Current knowledge of Ancient Egypt indicates that Egyptian women were the equal of men under the law (unlike Greco-Roman or Mesopotamian women during the same period). Thus, they could own land, manage their own property and represent themselves in court cases. They could sit on juries and testify in trials. At the same time, they were also subject to the same legal penalties as men.[1]She could divorce, initiate a lawsuit to recover the assets of the household and win the case, which did not prevent her from remarrying, as shown by the archaeological data on the Jewish community of Elephantine found in the Elephantine papyri.

Marriages were often arranged by the fathers of the bride and groom, but it was not rare for spouses to make their own choice. Normally the fathers of the bride and groom would arrange a pre-nuptual contract between the future spouses. The purpose of the pre-marital contract was to specify what allowance the wife would be entitled to receive from her husband, as well as what presents the groom was expected to give to his wife and her parents. The contract specifies any property or goods that the wife brings with her, and they remain hers in the case of divorce. There was no dowry expected from the bride's father, another significant difference with other societies in the region. [2]

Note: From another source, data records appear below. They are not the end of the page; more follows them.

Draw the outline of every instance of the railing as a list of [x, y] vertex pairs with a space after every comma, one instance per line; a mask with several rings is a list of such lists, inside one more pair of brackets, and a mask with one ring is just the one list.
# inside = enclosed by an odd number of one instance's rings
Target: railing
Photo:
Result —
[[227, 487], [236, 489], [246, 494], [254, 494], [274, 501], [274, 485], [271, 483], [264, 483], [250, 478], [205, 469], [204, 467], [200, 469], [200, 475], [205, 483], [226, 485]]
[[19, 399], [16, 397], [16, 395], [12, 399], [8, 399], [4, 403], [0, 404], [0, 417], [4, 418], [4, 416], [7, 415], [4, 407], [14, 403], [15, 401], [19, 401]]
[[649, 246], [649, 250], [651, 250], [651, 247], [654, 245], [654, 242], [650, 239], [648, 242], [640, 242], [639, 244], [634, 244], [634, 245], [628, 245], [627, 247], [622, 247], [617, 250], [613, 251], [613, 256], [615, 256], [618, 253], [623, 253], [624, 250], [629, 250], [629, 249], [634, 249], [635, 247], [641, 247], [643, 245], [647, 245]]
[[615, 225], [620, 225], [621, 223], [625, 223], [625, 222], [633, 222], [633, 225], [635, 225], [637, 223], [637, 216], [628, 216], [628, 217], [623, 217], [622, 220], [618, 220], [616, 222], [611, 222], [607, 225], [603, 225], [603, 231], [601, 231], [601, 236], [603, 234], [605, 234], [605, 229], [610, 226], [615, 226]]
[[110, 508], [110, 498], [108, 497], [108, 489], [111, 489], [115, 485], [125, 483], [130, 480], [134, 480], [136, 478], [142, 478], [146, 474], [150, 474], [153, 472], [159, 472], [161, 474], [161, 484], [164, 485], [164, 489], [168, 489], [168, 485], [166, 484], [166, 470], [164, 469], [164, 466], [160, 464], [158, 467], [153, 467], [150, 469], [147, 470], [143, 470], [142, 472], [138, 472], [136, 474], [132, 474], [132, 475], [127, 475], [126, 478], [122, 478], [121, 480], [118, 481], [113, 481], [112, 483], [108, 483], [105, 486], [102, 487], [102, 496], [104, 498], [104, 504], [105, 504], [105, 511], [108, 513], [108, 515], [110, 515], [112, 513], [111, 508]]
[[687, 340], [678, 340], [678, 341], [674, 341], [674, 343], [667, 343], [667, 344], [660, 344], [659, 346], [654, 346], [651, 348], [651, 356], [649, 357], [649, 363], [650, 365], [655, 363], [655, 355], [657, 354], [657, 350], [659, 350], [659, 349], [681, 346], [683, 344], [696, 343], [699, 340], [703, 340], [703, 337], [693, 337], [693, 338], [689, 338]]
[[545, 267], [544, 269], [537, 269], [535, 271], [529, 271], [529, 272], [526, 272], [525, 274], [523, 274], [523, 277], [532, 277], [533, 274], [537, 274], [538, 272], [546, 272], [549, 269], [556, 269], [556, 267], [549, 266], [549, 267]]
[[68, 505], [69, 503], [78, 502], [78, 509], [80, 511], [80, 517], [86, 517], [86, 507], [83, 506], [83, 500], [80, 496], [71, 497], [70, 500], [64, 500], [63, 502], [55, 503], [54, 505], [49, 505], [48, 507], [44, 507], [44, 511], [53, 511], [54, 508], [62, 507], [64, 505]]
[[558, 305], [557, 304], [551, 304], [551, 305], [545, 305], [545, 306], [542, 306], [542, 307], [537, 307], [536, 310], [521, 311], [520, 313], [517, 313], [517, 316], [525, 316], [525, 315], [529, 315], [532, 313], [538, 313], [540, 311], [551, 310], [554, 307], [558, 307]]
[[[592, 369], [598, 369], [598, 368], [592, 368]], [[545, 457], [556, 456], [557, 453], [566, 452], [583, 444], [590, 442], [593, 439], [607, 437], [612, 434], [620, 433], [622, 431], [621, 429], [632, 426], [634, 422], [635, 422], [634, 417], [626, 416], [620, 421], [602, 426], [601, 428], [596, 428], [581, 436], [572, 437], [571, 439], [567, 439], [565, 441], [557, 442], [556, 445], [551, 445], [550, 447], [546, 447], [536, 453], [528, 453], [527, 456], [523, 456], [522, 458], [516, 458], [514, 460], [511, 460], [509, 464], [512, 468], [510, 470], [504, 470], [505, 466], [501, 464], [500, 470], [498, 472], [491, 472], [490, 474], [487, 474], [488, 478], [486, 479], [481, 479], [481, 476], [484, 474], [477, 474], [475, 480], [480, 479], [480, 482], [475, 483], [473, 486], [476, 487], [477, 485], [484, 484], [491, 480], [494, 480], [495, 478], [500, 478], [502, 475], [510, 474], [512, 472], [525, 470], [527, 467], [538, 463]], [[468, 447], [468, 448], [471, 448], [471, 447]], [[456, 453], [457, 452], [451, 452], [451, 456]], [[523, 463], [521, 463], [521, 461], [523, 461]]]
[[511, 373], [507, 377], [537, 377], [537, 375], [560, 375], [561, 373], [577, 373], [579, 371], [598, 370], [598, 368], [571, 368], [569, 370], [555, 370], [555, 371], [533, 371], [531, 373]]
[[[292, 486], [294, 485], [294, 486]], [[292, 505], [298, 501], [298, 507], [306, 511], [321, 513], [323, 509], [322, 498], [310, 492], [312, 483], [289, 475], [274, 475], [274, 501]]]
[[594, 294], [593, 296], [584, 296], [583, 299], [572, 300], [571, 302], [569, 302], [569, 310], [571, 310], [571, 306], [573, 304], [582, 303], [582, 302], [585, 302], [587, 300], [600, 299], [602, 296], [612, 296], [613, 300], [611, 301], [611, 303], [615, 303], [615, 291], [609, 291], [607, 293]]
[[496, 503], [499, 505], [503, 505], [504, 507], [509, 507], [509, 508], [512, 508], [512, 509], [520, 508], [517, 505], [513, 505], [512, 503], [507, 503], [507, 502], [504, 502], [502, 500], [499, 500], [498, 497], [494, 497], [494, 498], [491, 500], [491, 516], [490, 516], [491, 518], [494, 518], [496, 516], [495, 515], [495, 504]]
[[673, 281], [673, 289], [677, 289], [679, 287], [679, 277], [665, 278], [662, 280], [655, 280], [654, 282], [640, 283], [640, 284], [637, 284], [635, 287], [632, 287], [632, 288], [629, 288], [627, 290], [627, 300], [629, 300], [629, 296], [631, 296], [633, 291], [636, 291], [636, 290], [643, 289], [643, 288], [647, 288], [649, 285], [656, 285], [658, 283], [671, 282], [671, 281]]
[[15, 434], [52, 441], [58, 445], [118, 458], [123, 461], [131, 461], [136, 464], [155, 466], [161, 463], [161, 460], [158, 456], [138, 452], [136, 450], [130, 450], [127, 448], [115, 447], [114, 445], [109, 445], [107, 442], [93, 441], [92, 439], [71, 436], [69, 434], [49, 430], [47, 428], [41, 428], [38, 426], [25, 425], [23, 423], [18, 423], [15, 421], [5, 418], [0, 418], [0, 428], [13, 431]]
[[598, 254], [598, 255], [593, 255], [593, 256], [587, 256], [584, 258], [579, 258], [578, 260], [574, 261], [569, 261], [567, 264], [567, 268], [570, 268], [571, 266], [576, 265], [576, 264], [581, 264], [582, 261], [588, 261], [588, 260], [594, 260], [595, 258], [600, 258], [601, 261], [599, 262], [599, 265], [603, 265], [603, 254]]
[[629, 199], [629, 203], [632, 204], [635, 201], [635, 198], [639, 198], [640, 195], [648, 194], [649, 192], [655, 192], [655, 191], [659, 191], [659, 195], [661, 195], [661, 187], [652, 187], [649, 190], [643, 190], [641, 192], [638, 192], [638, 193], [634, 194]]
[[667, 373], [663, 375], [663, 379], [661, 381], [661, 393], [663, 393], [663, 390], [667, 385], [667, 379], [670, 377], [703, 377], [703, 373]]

By marrying, the Egyptian woman kept her name with the added-on surname "wife of X". Marriage appears to have been perceived as a natural state, and it seems that it did not result from an administrative process or a religious event; it often embodies the will of a man and a woman to live together, which does not prevent the possible existence of a material marriage contract in the future, as was often the case elsewhere. As Christiane Desroches Noblecourt emphasizes, "marriage and eventually divorce are events sanctioned in the family environment only by the will of the spouses, without any intervention by the Empire's bureaucracy"; the bride and groom pronounced the phrases: "I make you my wife" and "You make me your wife".

Men were obligated to guarantee the well-being of their spouse in material ways. The scribe Ani (during the New Kingdom period) advised future spouses :

If you are wise, keep your house, love your wife without interference, feed her properly, dress her well. Caress her and fulfill her desires. Do not be brutal, you will obtain much more from her through respects than through violence. If you reject her, your household goes down the drain. Open your arms, call to her; witness your love to her.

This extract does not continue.